Falar de um bom livro é ainda o desafio maior de qualquer resenhista. Fácil é procurar problemas e apontá-los; fácil é agir com severidade no exercício da crítica, por mais criteriosa e responsável que ela seja. No entanto, quando o livro é de fato especial, nada do que se venha a dizer sobre ele conseguirá fazer plena justiça às suas qualidades. A vontade do resenhista, em situações como essa, é usar o espaço destinado aos comentários para deixar ao leitor uma mensagem em letras garrafais: “não perca tempo, vá logo, compre esse livro, leia-o e depois me diga”. Mais difícil ainda, depois de uma leitura instigante, é ter o desprendimento de rever as próprias convicções e admitir que elas podem não ser exatamente como foram firmadas ao longo do tempo. Por outro lado, esta é justamente uma das conseqüências da literatura: fazer o leitor pensar sob um prisma diverso daquele que está acostumado, ou, usando uma expressão já quase um clichê dos dias atuais, “quebrar seus paradigmas”.
Por um fio nasceu com os ingredientes todos de um best seller e, com esta condição, deixa de saída muita gente de nariz torcido. Vem numa tiragem inicial de 100 mil exemplares, cifra absurda para o padrão brasileiro, mas embalada no sucesso estrondoso de Estação Carandiru, de 1999, que já vendeu 450 mil livros, conquistou vários prêmio literários importantes e foi adaptado para o cinema por Hector Babenco. Além disso, o Dr. Drauzio Varella tornou-se uma personalidade conhecida do grande público, ao apresentar quadros sobre saúde no programa Fantástico, em nobilíssimo horário da Rede Globo. Basta uma rápida visita ao site da Companhia das Letras na internet para se dimensionar a expectativa quanto ao êxito do novo lançamento: o destaque é todo para o livro, cujo motivo da bela capa assinada por Marcelo Serpa — um feixe de fios coloridos sobre fundo preto, de onde parte um solitário fio vermelho a separar o título da obra do nome do autor — domina hoje a página inicial da editora.

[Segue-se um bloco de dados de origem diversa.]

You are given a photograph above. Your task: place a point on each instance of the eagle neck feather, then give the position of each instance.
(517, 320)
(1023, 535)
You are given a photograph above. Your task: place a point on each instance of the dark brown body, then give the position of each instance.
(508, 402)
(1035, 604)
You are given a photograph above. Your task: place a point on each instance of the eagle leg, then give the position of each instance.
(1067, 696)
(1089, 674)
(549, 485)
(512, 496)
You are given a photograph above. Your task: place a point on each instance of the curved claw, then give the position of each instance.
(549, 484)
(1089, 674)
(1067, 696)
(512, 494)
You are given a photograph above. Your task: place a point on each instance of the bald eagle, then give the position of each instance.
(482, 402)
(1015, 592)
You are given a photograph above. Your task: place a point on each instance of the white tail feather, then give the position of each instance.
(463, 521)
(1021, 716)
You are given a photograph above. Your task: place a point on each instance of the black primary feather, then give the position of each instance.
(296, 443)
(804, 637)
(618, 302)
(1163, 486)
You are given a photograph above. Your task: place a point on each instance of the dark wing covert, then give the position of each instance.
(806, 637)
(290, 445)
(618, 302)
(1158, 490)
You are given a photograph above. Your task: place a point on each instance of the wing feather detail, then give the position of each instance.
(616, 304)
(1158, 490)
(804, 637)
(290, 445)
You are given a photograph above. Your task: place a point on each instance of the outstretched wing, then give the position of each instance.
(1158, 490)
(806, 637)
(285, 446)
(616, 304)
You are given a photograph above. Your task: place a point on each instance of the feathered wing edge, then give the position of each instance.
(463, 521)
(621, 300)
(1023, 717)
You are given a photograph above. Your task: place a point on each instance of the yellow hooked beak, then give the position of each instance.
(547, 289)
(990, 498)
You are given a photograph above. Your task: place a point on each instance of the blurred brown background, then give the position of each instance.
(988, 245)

O livro teve uma gestação longa e difícil. Conta o Dr. Drauzio que, quase 20 anos antes de conceber Estação Carandiru, já alimentava a idéia de relatar alguns dos casos extremos em que atuou. A intenção, segundo ele, era “construir um caleidoscópio com as histórias dos doentes”, onde pudesse expor toda a complexidade das reações de quem se confronta com a evidência inexorável da própria morte. Contudo, foi adiando o projeto o fato de não conseguir ainda se imaginar na situação vivida por esses personagens. “Se até hoje me faltou coragem para tanto, foi por me considerar imaturo para a natureza da empreitada. Será possível na juventude compreender o que sente um senhor de oitenta anos ao perceber que não sairá vivo do hospital? O sofrimento de uma mulher ao perder o companheiro de quarenta anos de convivência harmoniosa pode ser imaginado por alguém de trinta? Se me dispus a escrever agora, aos sessenta anos, foi menos por reconhecer a aproximação da maturidade do que por receio de morrer antes de me julgar preparado para alinhar as lembranças e inquietações que se seguem”, diz ele na introdução.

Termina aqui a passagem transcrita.